Les rues et les villes sans voiture sont-elles bonnes pour les commerces de proximité ?

La piétonisation ou restriction de l’accès des voitures à des zones plus ou moins vastes des centres villes progressent trop lentement en France. Pourtant, ces mesures suscitent souvent des levées de boucliers d’une partie des automobilistes et des commerçants, ainsi que de certains habitants soucieux de la prospérité de l’activité économique locale souvent précaire. Et à tort.

Si les bénéfices de la réduction de la place de la voiture pour la santé, l’environnement ou la socialisation sont trop bien établis pour être remis en cause, son impact sur les commerces des zones qui voient leur mobilité transformée est encore vivement débattu.

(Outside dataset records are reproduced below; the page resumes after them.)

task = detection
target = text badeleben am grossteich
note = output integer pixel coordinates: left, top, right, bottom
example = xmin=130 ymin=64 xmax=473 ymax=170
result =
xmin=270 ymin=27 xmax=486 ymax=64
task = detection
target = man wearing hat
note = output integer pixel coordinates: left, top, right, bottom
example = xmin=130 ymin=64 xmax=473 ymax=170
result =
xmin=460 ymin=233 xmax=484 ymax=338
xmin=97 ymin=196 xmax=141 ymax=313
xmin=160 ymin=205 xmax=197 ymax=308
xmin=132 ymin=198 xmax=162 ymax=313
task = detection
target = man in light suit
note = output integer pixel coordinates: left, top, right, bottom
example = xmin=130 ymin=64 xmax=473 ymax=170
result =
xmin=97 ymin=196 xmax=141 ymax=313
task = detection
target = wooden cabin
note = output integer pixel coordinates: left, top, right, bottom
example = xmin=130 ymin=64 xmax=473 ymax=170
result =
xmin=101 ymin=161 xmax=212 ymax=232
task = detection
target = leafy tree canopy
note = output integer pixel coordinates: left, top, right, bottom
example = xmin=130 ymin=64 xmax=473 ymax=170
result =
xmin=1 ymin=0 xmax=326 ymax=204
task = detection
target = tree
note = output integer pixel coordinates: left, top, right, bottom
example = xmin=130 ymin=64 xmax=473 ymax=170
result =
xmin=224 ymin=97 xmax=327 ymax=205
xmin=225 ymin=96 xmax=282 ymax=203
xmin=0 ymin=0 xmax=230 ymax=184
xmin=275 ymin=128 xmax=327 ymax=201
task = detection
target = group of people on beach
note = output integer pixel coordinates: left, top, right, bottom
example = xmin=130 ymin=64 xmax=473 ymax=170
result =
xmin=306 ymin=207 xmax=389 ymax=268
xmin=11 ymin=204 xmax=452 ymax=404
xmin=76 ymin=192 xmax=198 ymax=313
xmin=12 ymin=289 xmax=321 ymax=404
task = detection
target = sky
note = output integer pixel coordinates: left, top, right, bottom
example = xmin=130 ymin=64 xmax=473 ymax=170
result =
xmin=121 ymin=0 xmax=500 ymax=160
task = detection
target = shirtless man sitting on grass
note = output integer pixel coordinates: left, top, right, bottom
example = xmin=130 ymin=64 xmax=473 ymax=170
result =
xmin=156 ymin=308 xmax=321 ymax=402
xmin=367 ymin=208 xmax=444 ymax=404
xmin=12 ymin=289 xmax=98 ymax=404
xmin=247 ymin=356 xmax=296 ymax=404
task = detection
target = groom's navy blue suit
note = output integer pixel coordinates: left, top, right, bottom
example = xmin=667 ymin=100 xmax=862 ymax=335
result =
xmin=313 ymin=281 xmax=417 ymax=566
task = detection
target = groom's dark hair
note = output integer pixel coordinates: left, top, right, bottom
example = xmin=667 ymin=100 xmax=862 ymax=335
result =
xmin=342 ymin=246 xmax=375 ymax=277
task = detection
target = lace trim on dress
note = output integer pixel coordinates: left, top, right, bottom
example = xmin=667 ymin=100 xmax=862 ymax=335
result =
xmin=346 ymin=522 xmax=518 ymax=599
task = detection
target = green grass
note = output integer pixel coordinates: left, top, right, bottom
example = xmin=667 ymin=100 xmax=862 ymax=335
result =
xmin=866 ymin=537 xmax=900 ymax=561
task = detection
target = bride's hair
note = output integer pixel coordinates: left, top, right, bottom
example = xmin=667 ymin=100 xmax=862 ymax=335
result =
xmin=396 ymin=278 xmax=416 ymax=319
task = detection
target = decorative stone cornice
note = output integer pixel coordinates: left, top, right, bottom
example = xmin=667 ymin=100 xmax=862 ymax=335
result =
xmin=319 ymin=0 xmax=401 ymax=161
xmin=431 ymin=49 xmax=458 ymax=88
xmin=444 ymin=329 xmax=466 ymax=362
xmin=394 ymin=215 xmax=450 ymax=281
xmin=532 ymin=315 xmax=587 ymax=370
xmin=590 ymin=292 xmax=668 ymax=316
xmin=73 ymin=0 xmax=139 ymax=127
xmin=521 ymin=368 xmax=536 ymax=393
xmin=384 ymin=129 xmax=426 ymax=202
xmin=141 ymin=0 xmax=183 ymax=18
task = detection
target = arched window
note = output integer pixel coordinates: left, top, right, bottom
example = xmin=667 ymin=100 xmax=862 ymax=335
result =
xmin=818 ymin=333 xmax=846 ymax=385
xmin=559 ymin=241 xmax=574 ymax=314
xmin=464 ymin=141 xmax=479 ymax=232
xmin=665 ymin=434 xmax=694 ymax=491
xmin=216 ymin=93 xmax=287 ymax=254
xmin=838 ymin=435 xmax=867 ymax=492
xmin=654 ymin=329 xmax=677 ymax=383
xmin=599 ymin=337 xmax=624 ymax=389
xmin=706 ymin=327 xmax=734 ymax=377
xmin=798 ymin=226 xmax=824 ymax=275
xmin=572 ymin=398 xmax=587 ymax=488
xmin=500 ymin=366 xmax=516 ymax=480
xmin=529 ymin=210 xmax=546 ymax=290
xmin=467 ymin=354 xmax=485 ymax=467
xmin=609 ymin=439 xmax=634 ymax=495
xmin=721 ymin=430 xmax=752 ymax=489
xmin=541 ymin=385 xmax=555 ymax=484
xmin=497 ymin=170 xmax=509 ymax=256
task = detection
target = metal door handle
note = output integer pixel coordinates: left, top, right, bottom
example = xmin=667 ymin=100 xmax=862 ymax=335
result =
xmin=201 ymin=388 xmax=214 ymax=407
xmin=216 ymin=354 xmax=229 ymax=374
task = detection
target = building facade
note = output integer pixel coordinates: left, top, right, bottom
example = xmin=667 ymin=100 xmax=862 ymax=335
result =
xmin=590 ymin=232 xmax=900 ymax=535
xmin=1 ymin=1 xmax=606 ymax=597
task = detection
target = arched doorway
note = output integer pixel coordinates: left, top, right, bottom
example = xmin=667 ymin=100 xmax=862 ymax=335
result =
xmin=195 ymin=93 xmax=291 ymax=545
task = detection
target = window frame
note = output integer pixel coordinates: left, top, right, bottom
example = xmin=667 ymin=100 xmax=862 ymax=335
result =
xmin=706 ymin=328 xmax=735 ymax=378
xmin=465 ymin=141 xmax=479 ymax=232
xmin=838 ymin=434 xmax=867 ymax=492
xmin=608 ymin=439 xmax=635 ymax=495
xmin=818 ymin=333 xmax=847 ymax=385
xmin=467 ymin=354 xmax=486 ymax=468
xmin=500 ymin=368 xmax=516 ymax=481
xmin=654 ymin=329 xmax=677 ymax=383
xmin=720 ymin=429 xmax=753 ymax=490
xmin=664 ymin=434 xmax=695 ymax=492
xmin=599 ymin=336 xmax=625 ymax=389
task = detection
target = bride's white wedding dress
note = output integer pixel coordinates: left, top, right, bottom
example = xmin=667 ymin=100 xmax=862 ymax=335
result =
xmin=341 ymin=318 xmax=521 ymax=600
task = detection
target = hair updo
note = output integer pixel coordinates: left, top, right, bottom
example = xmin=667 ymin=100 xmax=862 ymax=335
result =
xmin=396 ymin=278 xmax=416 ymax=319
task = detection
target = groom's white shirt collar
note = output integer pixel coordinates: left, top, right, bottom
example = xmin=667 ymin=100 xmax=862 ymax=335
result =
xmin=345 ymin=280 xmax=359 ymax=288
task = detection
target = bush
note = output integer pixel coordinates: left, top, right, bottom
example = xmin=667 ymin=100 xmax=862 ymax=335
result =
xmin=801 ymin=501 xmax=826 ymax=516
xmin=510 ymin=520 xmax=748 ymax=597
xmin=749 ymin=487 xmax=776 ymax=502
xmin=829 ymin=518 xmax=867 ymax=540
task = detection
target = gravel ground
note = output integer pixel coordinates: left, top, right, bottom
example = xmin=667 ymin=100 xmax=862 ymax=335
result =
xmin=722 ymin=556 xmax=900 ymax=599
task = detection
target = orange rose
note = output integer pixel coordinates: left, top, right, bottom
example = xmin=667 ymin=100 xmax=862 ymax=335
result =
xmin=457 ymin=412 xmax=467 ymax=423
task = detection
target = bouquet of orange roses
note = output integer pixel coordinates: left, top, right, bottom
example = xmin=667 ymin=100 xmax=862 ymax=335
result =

Pourtant, les preuves s’accumulent : l’importance de la voiture pour alimenter les commerces des centres-villes a été jusqu’ici largement surévaluée. Au contraire, comme l’explique Mathieu Chassignet [Ingénieur mobilité durable à l’Ademe] dans cet article sur le « dogme du « no parking, no business » », les rues et zones interdites aux voitures ont plutôt tendance à gagner en attractivité.

En résumé, plusieurs enseignements peuvent être tirés de multiples études :

1. Dans les plus grandes villes, une large majorité des clients des petits et moyens commerces utilisent les transports en commun, ou viennent à pied. Même en périphérie, encore la moitié des clients privilégient ces modes de déplacement à la voiture. Aucune raison donc, de miser sur le tout voiture pour augmenter la fréquentation de son commerce de proximité dans le contexte de centre-ville.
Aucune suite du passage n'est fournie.